Cerca de 100 assistentes estavam desde cedo na Câmara de Vereadores, pedindo o apoio dos políticos. Durante a votação, que não estava na pauta, os assistentes ficaram em pé e deram as mãos e formaram uma roda. Após a aprovação do projeto, a categoria comemorou.
ENTENDA O CASO
Segundo a presidente do Conselho Regional de Serviço Social, Alana Goulart, na semana passada, a Secretaria Municipal de Saúde Pública (Sesau) recebeu um comunicado informando sobre a alteração no decreto, passando de 30 horas para 40 horas, a jornada de trabalho da categoria.

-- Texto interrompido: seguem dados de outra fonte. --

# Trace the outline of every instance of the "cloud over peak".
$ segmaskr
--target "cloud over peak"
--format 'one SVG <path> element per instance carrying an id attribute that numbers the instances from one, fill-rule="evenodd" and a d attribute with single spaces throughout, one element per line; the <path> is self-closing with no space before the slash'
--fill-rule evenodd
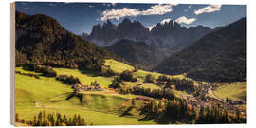
<path id="1" fill-rule="evenodd" d="M 122 17 L 136 17 L 138 15 L 163 15 L 173 11 L 173 8 L 177 4 L 159 4 L 152 6 L 149 9 L 138 10 L 137 9 L 123 8 L 120 9 L 107 9 L 101 12 L 101 20 L 106 21 L 107 19 L 119 20 Z"/>
<path id="2" fill-rule="evenodd" d="M 165 24 L 165 23 L 169 23 L 171 21 L 171 18 L 167 18 L 167 19 L 163 19 L 160 24 Z"/>
<path id="3" fill-rule="evenodd" d="M 199 15 L 202 13 L 211 13 L 221 10 L 222 5 L 210 5 L 194 11 L 194 14 Z"/>
<path id="4" fill-rule="evenodd" d="M 196 20 L 196 18 L 187 18 L 187 17 L 185 17 L 185 16 L 181 16 L 181 17 L 179 17 L 179 18 L 177 18 L 176 20 L 175 20 L 175 22 L 176 23 L 179 23 L 179 24 L 181 24 L 181 23 L 185 23 L 185 24 L 191 24 L 191 23 L 192 23 L 192 22 L 194 22 Z"/>

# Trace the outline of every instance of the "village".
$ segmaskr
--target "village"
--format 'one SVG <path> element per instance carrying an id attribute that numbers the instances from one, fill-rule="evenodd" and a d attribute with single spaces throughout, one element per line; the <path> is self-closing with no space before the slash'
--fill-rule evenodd
<path id="1" fill-rule="evenodd" d="M 229 111 L 239 110 L 242 114 L 245 114 L 244 109 L 240 109 L 237 107 L 238 105 L 246 104 L 245 102 L 243 102 L 243 101 L 233 101 L 228 98 L 226 99 L 226 101 L 219 99 L 212 93 L 212 89 L 215 89 L 215 86 L 211 84 L 204 86 L 200 85 L 200 87 L 202 87 L 202 93 L 196 97 L 192 95 L 180 95 L 180 97 L 184 99 L 187 101 L 187 104 L 192 107 L 211 107 L 213 103 L 217 103 L 220 107 L 223 107 Z"/>

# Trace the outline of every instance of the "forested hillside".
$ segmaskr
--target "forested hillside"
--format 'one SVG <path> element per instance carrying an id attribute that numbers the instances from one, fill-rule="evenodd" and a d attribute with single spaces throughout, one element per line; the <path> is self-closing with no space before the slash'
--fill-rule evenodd
<path id="1" fill-rule="evenodd" d="M 61 27 L 53 18 L 16 11 L 16 66 L 26 64 L 99 69 L 105 58 L 116 58 Z"/>
<path id="2" fill-rule="evenodd" d="M 204 36 L 155 69 L 211 82 L 245 81 L 246 18 Z"/>

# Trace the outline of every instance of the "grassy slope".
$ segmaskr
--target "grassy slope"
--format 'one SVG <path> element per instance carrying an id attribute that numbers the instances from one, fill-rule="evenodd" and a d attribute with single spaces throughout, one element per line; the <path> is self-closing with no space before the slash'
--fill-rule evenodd
<path id="1" fill-rule="evenodd" d="M 225 100 L 227 97 L 232 100 L 246 101 L 246 82 L 221 85 L 213 93 Z"/>
<path id="2" fill-rule="evenodd" d="M 16 70 L 26 72 L 21 68 Z M 78 71 L 74 71 L 74 74 L 76 73 Z M 66 101 L 65 98 L 72 89 L 53 78 L 41 77 L 38 80 L 18 74 L 15 77 L 15 111 L 23 119 L 32 119 L 39 111 L 46 110 L 46 113 L 81 114 L 88 123 L 92 122 L 94 125 L 155 124 L 153 121 L 138 121 L 139 119 L 134 117 L 119 116 L 126 107 L 118 106 L 129 106 L 129 99 L 137 96 L 111 92 L 85 92 L 83 102 L 80 103 L 76 97 Z M 35 107 L 35 101 L 39 101 L 40 107 Z M 138 102 L 139 101 L 137 101 L 136 104 L 139 104 Z M 137 112 L 135 109 L 131 111 L 135 115 L 138 115 Z"/>
<path id="3" fill-rule="evenodd" d="M 62 84 L 53 78 L 35 79 L 24 75 L 15 75 L 16 102 L 44 101 L 58 95 L 72 92 L 70 86 Z"/>
<path id="4" fill-rule="evenodd" d="M 101 87 L 107 87 L 112 83 L 112 77 L 103 77 L 96 75 L 92 71 L 80 71 L 78 69 L 54 68 L 58 75 L 72 75 L 78 77 L 82 84 L 90 85 L 97 81 Z"/>
<path id="5" fill-rule="evenodd" d="M 134 67 L 133 66 L 131 66 L 129 64 L 126 64 L 124 63 L 120 63 L 120 62 L 115 61 L 113 59 L 105 60 L 105 64 L 104 64 L 110 66 L 110 68 L 114 72 L 117 72 L 117 73 L 121 73 L 124 70 L 130 70 L 130 71 L 134 70 Z"/>

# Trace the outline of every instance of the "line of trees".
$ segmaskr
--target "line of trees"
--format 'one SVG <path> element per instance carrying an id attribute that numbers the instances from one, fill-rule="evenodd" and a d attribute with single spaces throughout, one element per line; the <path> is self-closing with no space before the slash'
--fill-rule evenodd
<path id="1" fill-rule="evenodd" d="M 23 69 L 28 71 L 35 71 L 38 73 L 42 73 L 43 76 L 46 77 L 56 77 L 57 73 L 50 66 L 40 66 L 33 64 L 27 64 L 23 66 Z"/>
<path id="2" fill-rule="evenodd" d="M 25 121 L 19 119 L 19 115 L 15 116 L 16 122 L 26 123 L 31 126 L 86 126 L 84 118 L 80 114 L 74 114 L 73 117 L 67 117 L 65 114 L 46 114 L 45 111 L 39 112 L 34 116 L 32 121 Z M 92 123 L 90 124 L 92 125 Z"/>
<path id="3" fill-rule="evenodd" d="M 239 110 L 228 111 L 217 103 L 197 108 L 187 104 L 181 99 L 150 101 L 140 108 L 140 115 L 151 119 L 159 119 L 164 116 L 175 121 L 188 119 L 199 124 L 246 123 L 246 117 Z"/>
<path id="4" fill-rule="evenodd" d="M 67 75 L 60 75 L 56 77 L 56 80 L 64 82 L 65 84 L 80 84 L 80 80 L 77 77 L 67 76 Z"/>
<path id="5" fill-rule="evenodd" d="M 119 88 L 119 91 L 124 94 L 135 94 L 135 95 L 143 95 L 147 97 L 151 97 L 154 99 L 168 99 L 173 100 L 175 98 L 171 91 L 165 89 L 150 89 L 144 87 L 133 87 L 133 88 Z"/>
<path id="6" fill-rule="evenodd" d="M 169 78 L 165 75 L 161 75 L 156 80 L 158 84 L 165 85 L 166 87 L 170 85 L 174 85 L 177 90 L 187 91 L 187 92 L 194 92 L 195 86 L 192 80 L 190 79 L 174 79 Z"/>

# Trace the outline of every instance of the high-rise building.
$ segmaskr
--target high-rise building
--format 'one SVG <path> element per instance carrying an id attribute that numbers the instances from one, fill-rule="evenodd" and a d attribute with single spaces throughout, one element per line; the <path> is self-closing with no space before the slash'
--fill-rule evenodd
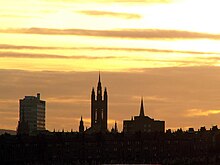
<path id="1" fill-rule="evenodd" d="M 22 134 L 23 128 L 28 128 L 29 134 L 45 130 L 45 105 L 46 102 L 40 100 L 40 93 L 20 99 L 18 134 Z"/>
<path id="2" fill-rule="evenodd" d="M 131 120 L 123 121 L 124 133 L 135 132 L 164 132 L 165 121 L 154 120 L 144 115 L 144 103 L 141 99 L 140 114 L 139 116 L 132 117 Z"/>
<path id="3" fill-rule="evenodd" d="M 79 122 L 79 132 L 80 133 L 84 132 L 84 124 L 83 124 L 82 116 L 81 116 L 81 120 Z"/>
<path id="4" fill-rule="evenodd" d="M 108 94 L 105 87 L 104 94 L 102 92 L 102 84 L 99 73 L 99 81 L 97 86 L 97 94 L 94 87 L 91 94 L 91 127 L 86 131 L 89 132 L 105 132 L 108 130 Z"/>

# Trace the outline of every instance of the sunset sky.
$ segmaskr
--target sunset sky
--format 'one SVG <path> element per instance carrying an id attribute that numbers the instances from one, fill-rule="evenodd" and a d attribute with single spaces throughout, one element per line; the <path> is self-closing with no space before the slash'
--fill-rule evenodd
<path id="1" fill-rule="evenodd" d="M 46 128 L 90 126 L 101 71 L 109 129 L 145 114 L 166 129 L 220 125 L 219 0 L 1 0 L 0 129 L 40 92 Z"/>

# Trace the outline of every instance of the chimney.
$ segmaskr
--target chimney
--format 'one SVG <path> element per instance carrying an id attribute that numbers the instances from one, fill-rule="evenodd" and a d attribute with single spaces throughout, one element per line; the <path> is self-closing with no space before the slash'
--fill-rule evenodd
<path id="1" fill-rule="evenodd" d="M 37 99 L 40 100 L 40 93 L 37 93 Z"/>

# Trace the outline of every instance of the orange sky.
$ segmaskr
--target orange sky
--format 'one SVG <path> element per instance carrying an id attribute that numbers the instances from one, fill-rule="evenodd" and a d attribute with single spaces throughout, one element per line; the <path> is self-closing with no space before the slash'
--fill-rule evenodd
<path id="1" fill-rule="evenodd" d="M 166 128 L 219 125 L 218 0 L 7 0 L 0 5 L 0 128 L 18 99 L 42 93 L 49 130 L 90 118 L 102 72 L 109 128 L 147 115 Z M 57 121 L 60 121 L 58 124 Z"/>

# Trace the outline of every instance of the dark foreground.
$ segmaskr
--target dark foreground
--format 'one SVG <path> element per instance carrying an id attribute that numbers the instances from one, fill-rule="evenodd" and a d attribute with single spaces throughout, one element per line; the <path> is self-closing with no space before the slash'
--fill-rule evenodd
<path id="1" fill-rule="evenodd" d="M 220 131 L 0 136 L 0 164 L 220 164 Z"/>

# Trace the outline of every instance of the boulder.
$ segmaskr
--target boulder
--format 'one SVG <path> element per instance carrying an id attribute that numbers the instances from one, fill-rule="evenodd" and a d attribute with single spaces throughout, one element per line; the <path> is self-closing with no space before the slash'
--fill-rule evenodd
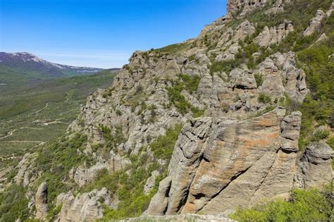
<path id="1" fill-rule="evenodd" d="M 316 11 L 316 16 L 310 20 L 309 27 L 304 31 L 304 36 L 309 36 L 314 32 L 319 32 L 321 27 L 321 20 L 325 17 L 325 13 L 321 9 Z"/>
<path id="2" fill-rule="evenodd" d="M 62 204 L 58 215 L 59 221 L 95 221 L 103 217 L 103 204 L 116 209 L 117 200 L 111 197 L 110 192 L 106 188 L 94 190 L 76 197 L 70 191 L 66 195 L 62 193 L 57 197 L 58 206 Z"/>
<path id="3" fill-rule="evenodd" d="M 36 208 L 36 218 L 42 219 L 45 217 L 49 210 L 47 203 L 47 183 L 43 182 L 38 187 L 35 197 L 35 206 Z"/>

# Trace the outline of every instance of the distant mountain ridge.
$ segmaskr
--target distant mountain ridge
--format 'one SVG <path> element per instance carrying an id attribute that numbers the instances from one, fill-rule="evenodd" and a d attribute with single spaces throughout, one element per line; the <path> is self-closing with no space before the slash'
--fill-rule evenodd
<path id="1" fill-rule="evenodd" d="M 55 77 L 94 73 L 104 70 L 54 63 L 28 52 L 0 52 L 0 67 L 3 66 L 25 72 L 35 72 Z"/>

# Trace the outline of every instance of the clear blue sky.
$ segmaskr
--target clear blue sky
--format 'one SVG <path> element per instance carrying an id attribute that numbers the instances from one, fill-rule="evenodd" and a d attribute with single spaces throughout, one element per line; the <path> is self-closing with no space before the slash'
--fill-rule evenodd
<path id="1" fill-rule="evenodd" d="M 226 0 L 0 0 L 0 51 L 111 68 L 135 50 L 180 42 L 226 11 Z"/>

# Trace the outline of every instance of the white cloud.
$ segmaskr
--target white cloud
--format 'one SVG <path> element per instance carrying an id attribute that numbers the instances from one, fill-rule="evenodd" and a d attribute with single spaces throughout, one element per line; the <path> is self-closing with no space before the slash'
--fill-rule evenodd
<path id="1" fill-rule="evenodd" d="M 36 56 L 49 61 L 76 66 L 97 68 L 120 68 L 128 63 L 131 53 L 128 52 L 33 52 Z"/>

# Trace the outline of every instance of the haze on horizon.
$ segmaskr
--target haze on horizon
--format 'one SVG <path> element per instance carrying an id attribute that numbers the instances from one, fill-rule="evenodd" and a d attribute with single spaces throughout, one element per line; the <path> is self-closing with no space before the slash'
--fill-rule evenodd
<path id="1" fill-rule="evenodd" d="M 225 10 L 226 0 L 1 0 L 0 51 L 121 67 L 135 50 L 197 37 Z"/>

"Houve um problema jurídico com decreto de lei anterior que não partiu do Executivo para o Legislativo, fez caminho inverso. A procuradoria jurídica do município entendeu que não poderia continuar com aquele decreto". O decreto estadual é de 2012, mesmo tendo a legislação federal em 2010.
Conforme Alana, a Legislação não é recente. "Existe desde 2010. A lei federal garante jornada de 30 horas para a categoria. O município de Campo Grande tinha implantado desde 2012 e semana passada a Sesau recebeu um C.I [Comunicação Interna] informando a revogação”, detalhou.
A presidente do Conselho informou ainda que a categoria constituiu uma comissão permanente para garantir seus direitos. "Tivemos audiência no gabinete do prefeito que apresentou minuta de um projeto de lei e não decreto que, pode ser revogado a qualquer momento para garantia da jornada de trabalho".
Alana reforçou que a legislação que ampara a jornada de 30 horas semanais é federal "Todos os empregadores devem se adequar a lei. Quando nossa legislação foi sancionada, independente se o concurso foi para 40 horas, os empregadores deveriam ter adequado nossa jornada com a legislação.Apesar de ter nove anos, temos que enfrentar isso.
Estamos aqui para sensibilizar a Câmara até porque o projeto de lei tem que ser aprovado aqui", finalizou. Em Mato Grosso do Sul são 3,2 mil assistentes sociais.